I borrowed the same book from the school library every week, until the librarian finally put her foot down. I don’t know if she wanted others to be able to enjoy the book, or she was just a proponent of children having a wide exposure to literature, but I was banned from signing out D’Aulaires’ Book of Greek Myths.
Without that book, I might never have experienced the canon of a classical education.* The Hannigan household was solidly blue-collar, evangelical protestant, and non-intellectual. Private schools didn’t exist as an option. I would never learn Latin, or Greek, and didn’t know anyone who had. But I had this huge, colorful book at my fingertips. From the Greek myths, I jumped quickly into their plagiarized versions in Rome, and then swung wildly north to frost giants and Asgard. Through these children’s texts, doors opened that led to understanding ancient history, grasping philosophy, and even failing at reading James Joyce.

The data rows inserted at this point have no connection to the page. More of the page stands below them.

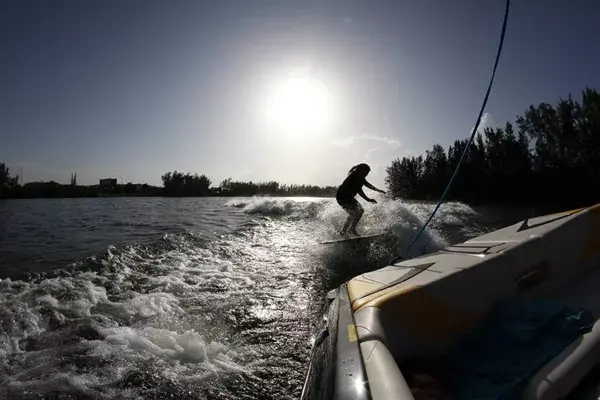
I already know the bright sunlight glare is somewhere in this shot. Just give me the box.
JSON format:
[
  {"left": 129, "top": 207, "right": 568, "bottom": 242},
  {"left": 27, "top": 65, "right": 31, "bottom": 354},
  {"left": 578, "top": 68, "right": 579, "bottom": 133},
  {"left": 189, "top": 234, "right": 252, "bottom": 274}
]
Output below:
[{"left": 264, "top": 74, "right": 333, "bottom": 136}]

I am drawn to the mythic, even as I am repulsed by religion. I sense the possibility of dryads in the oaks surrounding my house, and while waiting for Rufus’s nightly rituals, I think about them, and offer thanks for shade and comfort.
* I also have to say here that the King James Version of the Bible saved my ass in any English Lit class concerning texts predating the 19th century. It is perhaps the only silver lining to having grown up among the Bible-beaters that I absorbed the patterns of that language like a sponge.